A Red Wing nursing home beset by financial problems and disrepair will close within weeks, despite a takeover by Minnesota regulators this winter that temporarily kept it open and maintained care for its 62 elderly and disabled residents.
Its finances and facility in shambles, Red Wing nursing home will close in July
Lawmakers offered special funding to try to keep Bay View open, but debts and disrepair now appear too severe.
The Minnesota Department of Health announced Thursday that Bay View Nursing and Rehabilitation Center will shut down in July, after 50 remaining residents are transferred to alternative care sites. A state takeover in December revealed that the nursing home owed millions in overdue payments to workers, suppliers and creditors. Regulators later discovered a level of disrepair that couldn’t be overcome.
“The financial condition of Bay View combined with substantial physical plant repair needs have left us with no viable options,” Maria King, director of the health regulation division for the Department of Health, said Thursday.

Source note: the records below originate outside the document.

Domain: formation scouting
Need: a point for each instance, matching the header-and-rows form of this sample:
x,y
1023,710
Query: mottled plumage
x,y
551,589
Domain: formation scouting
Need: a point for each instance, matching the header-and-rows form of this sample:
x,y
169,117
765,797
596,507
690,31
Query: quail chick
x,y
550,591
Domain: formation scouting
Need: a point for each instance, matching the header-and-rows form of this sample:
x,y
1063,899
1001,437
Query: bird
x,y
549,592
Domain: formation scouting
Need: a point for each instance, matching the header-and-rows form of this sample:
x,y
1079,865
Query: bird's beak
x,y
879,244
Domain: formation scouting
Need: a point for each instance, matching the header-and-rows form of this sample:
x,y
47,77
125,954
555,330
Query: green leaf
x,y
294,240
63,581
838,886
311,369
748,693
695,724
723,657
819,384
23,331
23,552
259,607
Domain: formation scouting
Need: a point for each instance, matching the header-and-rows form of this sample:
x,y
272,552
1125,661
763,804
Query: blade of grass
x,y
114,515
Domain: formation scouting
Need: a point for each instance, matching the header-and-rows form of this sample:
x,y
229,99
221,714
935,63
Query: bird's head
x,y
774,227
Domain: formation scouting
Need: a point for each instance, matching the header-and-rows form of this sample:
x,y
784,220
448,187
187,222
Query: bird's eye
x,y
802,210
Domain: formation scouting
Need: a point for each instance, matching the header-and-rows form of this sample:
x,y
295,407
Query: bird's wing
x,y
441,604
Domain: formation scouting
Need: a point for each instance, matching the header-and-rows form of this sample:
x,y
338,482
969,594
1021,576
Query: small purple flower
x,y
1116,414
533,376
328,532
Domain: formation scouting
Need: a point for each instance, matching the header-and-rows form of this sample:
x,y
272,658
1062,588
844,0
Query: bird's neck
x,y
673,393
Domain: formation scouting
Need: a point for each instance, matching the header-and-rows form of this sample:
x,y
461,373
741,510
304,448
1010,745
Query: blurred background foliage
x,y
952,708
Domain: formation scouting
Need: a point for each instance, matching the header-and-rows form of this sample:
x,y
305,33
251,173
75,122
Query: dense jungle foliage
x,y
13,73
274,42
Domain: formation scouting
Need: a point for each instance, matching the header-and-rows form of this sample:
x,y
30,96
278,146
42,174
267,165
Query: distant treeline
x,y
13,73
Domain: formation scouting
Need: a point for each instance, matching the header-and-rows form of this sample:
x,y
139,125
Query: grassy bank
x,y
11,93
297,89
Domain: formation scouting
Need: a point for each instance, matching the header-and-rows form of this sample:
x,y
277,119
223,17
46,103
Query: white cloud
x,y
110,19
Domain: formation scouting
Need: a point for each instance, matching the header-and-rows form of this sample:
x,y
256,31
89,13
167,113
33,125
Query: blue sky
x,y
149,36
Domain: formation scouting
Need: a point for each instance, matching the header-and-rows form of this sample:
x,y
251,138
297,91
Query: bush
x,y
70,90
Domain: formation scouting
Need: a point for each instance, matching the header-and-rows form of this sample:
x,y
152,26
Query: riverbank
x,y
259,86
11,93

Residents and relatives learned of the closure Wednesday, along with 117 workers. A notice on Thursday by the Minnesota Department of Employment and Economic Development stated that the home will close around July 22, affecting nurses, administrators, laundry workers, therapists and others.
The loss of Bay View is disappointing on one hand to elder-care advocates, because it was unique in admitting patients with traumatic brain injuries and other advanced-care needs. Minnesota also is running short of nursing home beds at the exact time when its aging population needs them.
On the other hand, Bay View had a below-average two-star federal Medicare rating for nursing home quality, and questions emerged about whether it really had the staffing expertise and equipment to handle that advanced level of resident care. It was one of 10 Minnesota nursing homes that met criteria this fall to be added to a federal list of facilities needing more supervision.
Lawmakers in 2023 had singled out Bay View in legislation for favorable payment rates through 2025 to help keep it open. But its owner, Sam Weinberg, argued that the relief didn’t arrive in time to prevent the facility from running out of money and being placed under state control this past winter through a court-ordered receivership.
Weinberg had taken over Bay View from a bankrupt operator in 2019, and later provided a refuge for residents displaced from a Cannon Falls, Minn., nursing home that closed after a roof collapse.
The state hired Pathway Health to take over temporary management of Bay View during the receivership. That administrator reported a range of unexpected neglect, including a defective boiler, flood damage, shuttered elevators and malfunctioning call systems.
The Health Department by statute is supposed to resolve receiverships within 18 months by returning nursing homes to original owners, finding new owners or shutting them down. The state becomes a caretaker but not an owner, and does not become financially responsible for repairs.
Since June 2022, Minnesota has remained in temporary control of the Pine Haven Care Center in Pine Island. Complicating that receivership is the fact that the nursing home’s owner owes the federal government roughly $5.6 million for helping finance the purchase of the facility.